The Legacy of Section 5 of the Voting Rights Act
April 1, 2019
By: Yang Cao
Although the Supreme Court has made section 5 of the Voting Rights Act essentially ineffective by declaring section 4(b) of the Voting Rights Act unconstitutional, the legacy of section 5 remains. The non-retrogression standard of section 5 is unsuitable to the current political situation of the United States and it has created problems in the past that continue to impact the United States today.
In Ala. Legislative Black Caucus v. Alabama, the plaintiff claimed that the defendant racially gerrymandered districts following the Court’s remand in 2015, which mandated Alabama to redraw its legislative districts. The plaintiff in this case was the Legislative Black Caucus, a group of African American legislators in Alabama. They complained that African American voters were too concentrated in some districts making it difficult for them to join with other white Democratic voters to elect Democratic representatives.
To succeed on a claim of racial gerrymandering, the plaintiffs must prove that “race [was] the ‘dominant and controlling’ or ‘predominant’ consideration in deciding ‘to place a significant number of voters within or without a particular district.'” Ala. Legislative Black Caucus v. Alabama. Race predominated over traditional districting criteria if it “was the criterion that, in the State’s view, could not be compromised.” If the plaintiffs prove that race predominated, then the defendants must prove that they had a “strong basis in evidence, that the use of race was “narrowly tailored to serve a compelling state interest . . . .” A strong basis in evidence consists of “good reasons to believe such use is required, even if a court does not find that the actions were necessary for statutory compliance.”
In its defense, the drafters of 2012 plan explained that, although race was not the dominant factor, they were more concerned with lowering percentage of black voters in districts that originally had about 60% of voting age population to lower 50% according to 2001 census. Meanwhile, they were less worried about districts with more than 70% black voters since they are not in any danger of making black voters minority in that district, thus risking not obtaining pre clearance. Looking at changes to black voter population in all challenged districts, the court bought drafter’s argument for some districts while reject the districting plan for other districts for gerrymandering.
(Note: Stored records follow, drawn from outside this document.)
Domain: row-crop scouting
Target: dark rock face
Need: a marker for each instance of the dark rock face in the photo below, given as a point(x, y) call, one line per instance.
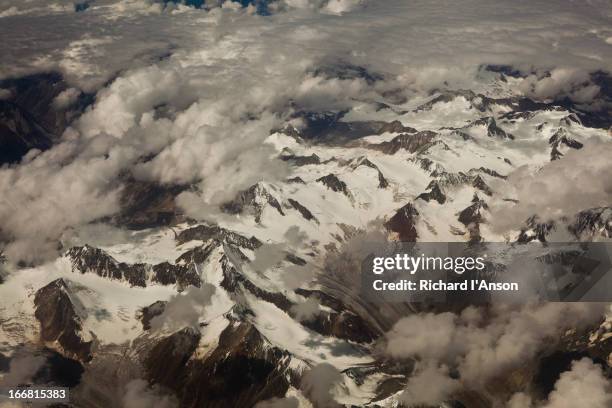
point(29, 119)
point(535, 229)
point(58, 370)
point(302, 210)
point(59, 319)
point(335, 184)
point(472, 217)
point(234, 282)
point(147, 205)
point(35, 94)
point(166, 361)
point(198, 255)
point(343, 325)
point(404, 223)
point(492, 129)
point(19, 133)
point(242, 371)
point(410, 142)
point(592, 222)
point(471, 214)
point(434, 193)
point(301, 160)
point(327, 128)
point(88, 259)
point(364, 161)
point(182, 275)
point(205, 232)
point(561, 138)
point(149, 312)
point(480, 184)
point(253, 200)
point(346, 71)
point(296, 180)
The course of this lawsuit showcased the deficiency of the non-retrogression standard. First, the standard tends to favor a minority-majority district. Although minority-majority districts may be necessary to protect minority interest in the past, it has become a rather outdated model. Imagine there are two candidates in an election district and voters are placed on a spectrum; on the left are black voters, and white voters are on the right. In a white majority district, the voter at the exact middle of the spectrum will be a white voter, and the reverse is true for a black majority district. If any one of the two candidates wish to win the election, his best and dominant strategy is to stand exactly at the middle of the spectrum; if his opponent choose not to stand at the middle just like he does, his opponent will lose. This is because voters will choose the candidate who is closest to him politically on that spectrum. To clarify, being at the middle of the spectrum does not mean the candidate is “political moderate,” but moderate in aggregate of the population that 50% of population politically sit on the right and left side of the candidate on the spectrum. In a system where voters’ political stance are evenly distributed, being at the middle of the spectrum also means politically moderate, but in a very polarized election, being in a middle actually means favoring the side with more voters politically while still offer something to the other side. Recently, I have seen an illustration of this pattern in a Virginia political commercial which criticized Elaine Luria as being “far left, liberal,” while praising Scott Taylor as “independent, middle of the road.” This showcases an attempt to stand in the middle to gain majority votes. In a system like this, even black voters will get their voice heard. Of course, the black voters on the left end of the spectrum will not be heard very well but, in a district with 30% black voters, their opinion still would matter.
The model above sounds cruel to minority voters, but it does not sound as cruel as it is when one considers the current reality that it is no longer a black versus white political game (as far as I am concerned). The black voters may still largely be liberal but, on a political spectrum, they are mixed with other voters, so at least theoretically someone elected “in the middle of the road” means black voters will be heard.
On the other hand, even if one assumes that the voting scheme in the United States is still a white verse black game, an important question arises. In a state with majority white population, is it better for black voters to have a few representatives who represent their interest while all others are against or indifferent to their interest, or to have multiple districts with a significant black population (though not majority) so representatives would have their interest in mind when they are making decisions? I tend to lean toward the option with more “influence districts” for black voters because, in the option with a few majority districts, black voters’ representatives are still the minority and they cannot get anything done since other representatives do not care about black voters’ interests.
Lastly, the non-retrogression standard is inflexible just as the Alabama case has proved. Minority voters cannot join democratic party’ members in other districts because they are effectively locked in their districts. If section 5 was enacted to protect minority interest, it certainly failed in its job.